O resto das aulas, voaram. Peter não pode evitar de ouvir todas as piadinhas pelo resto do dia. Os vídeos com a sua cantoria ridícula e a gorfada no final haviam se espalhado como um vírus. Logo a escola inteira já estava sabendo se sua gloriosa performance. As piadas eram maldosas e mesmo assim, Wade pareceu ligar. Peter observava de longe, as brincadeiras de seus colegas para com o rapaz e o mesmo apenas entrava nelas. Como se estivesse comemorando a abertura de um grande show exclusivo. Peter se sentiu mal por ele.


Além de tudo, no final do dia, todos os alunos da escola foram reunidos no grande (grande mesmo) auditório para escutarem uma longa fala do novo diretor. Ele apresentou-se, apresentou sua proposta de "nova escola" e se estendeu nas normas escolares. Quando finalmente todos foram dispensados e o jantar servido, Peter deitou-se com pesar na cama. Havia sido um dia agitado e tudo que mais queria no momento era deitar e dormir tranquilamente. Olhou de canto Matt, que passava os dedos sobre um livro, já deitado em sua cama. Não achou por mal então, apagar a luz do abajur e desejar uma boa noite. Antes que pudesse realmente cair no sono, viu o celular piscar.

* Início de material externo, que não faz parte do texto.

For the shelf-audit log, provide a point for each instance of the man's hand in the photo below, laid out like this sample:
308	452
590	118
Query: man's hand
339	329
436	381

22:37— Facebook: Harry Osborn te marcou em uma publicação.


Com muito preguiça, Peter clicou na notificação e foi redirecionado a uma página da rede social. Era o perfil de um rapaz desconhecido.


Will Sloan
Vejam o que esses caras fizeram na escola!!! LOL


Peter estremeceu. Viu o maldito do vídeo da performance, no Facebook. Ao dar um rápida procurada, o garoto percebeu que o vídeo havia se espalhado por toda a rede e agora, provavelmente ele e Wade eram os mais novos memes da internet.
Peter bufou e jogou o celular de lado, se afundando no travesseiro. A onde estava com a cabeça quando concordou com ideia daquele maluco do Wade Wilson?